The city was liberated yesterday from IS, who had held it since May
The first pictures to emerge from inside Palmyra since Islamic State was driven out have given hope that some of the ancient city's treasures could be salvaged.
Syrian troops entering the city after defeating the extremists in a bloody battle have found extensive damage to the UNESCO world heritage site, but much of the ancient city remains intact.
Archaeologists have reportedly been dispatched from Damascus to assess conditions after at least 400 IS fighters were killed in fighting for the city - thought to be the group's heaviest losses in a single battle.
IS sparked a global outcry when it started destroying Palmyra's monuments, which they consider idolatrous, after taking the city in May 2015.
Syria's antiquities chief said the priceless artefacts had survived better than feared from a campaign of destruction UNESCO described as a "war crime".
"We were expecting the worst. But the landscape, in general, is in good shape," Maamoun Abdulkarim said from Damascus.
"We could have completely lost Palmyra ... The joy I feel is indescribable."
IS had used Palmyra's ancient theatre as a venue for public executions and also murdered the city's 82-year-old former antiquities chief.

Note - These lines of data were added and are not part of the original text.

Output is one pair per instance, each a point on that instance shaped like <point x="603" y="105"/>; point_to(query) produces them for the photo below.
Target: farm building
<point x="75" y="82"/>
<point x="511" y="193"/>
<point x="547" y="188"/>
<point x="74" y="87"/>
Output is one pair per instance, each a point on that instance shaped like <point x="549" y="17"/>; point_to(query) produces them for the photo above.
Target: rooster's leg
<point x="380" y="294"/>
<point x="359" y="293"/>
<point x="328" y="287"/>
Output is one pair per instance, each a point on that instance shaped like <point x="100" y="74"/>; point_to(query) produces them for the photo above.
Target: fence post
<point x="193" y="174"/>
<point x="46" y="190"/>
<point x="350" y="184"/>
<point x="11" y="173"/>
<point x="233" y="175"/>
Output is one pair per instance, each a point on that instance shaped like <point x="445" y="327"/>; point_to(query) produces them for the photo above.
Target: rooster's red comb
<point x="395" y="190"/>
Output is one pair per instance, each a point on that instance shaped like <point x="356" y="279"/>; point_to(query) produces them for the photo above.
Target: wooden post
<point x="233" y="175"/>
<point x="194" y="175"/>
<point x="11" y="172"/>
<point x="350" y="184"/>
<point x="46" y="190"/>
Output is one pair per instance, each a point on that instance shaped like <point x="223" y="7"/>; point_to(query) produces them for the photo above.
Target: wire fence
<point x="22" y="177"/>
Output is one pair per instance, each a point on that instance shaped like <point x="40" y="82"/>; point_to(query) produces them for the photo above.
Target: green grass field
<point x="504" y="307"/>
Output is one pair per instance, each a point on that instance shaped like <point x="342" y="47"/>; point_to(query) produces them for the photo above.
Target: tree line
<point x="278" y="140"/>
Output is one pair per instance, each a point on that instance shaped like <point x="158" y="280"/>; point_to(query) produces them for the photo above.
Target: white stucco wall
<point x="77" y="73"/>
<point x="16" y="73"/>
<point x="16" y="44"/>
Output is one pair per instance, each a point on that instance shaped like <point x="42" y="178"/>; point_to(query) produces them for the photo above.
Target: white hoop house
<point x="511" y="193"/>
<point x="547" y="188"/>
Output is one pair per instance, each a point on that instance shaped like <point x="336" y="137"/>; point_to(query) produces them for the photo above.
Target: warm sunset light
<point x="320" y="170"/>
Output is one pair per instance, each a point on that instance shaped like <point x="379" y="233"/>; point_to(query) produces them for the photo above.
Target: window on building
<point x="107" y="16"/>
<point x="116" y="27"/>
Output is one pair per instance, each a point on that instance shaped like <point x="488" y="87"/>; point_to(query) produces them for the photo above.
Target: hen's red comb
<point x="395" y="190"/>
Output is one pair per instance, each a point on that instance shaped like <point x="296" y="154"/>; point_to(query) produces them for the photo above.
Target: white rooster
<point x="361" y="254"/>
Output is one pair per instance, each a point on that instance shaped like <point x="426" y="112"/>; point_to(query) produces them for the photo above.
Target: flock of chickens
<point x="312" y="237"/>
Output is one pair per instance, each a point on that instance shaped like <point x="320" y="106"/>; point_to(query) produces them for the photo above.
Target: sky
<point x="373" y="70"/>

Russian forces were heavily involved in the fight to retake the city, with warplanes carrying out around 40 sorties, striking 117 "terrorist targets" and killing 80 IS fighters, Moscow's defence ministry said.
The Syrian army said the city would now serve as a base to "broaden operations" against IS, including in its stronghold of Raqqa and Deir Ezzor further east.
The ancient city, northeast of Damascus, drew some 150,000 tourists a year before Syria's civil war and is known to Syrians as the "Pearl of the Desert".
IS and its jihadist rival, the al Qaeda-affiliated al Nusra Front, are not party to a ceasefire in force across Syria since 27 February.
The truce has brought relative quiet to many areas across Syria, where more than 270,000 have been killed and millions had fled their homes in the last five years.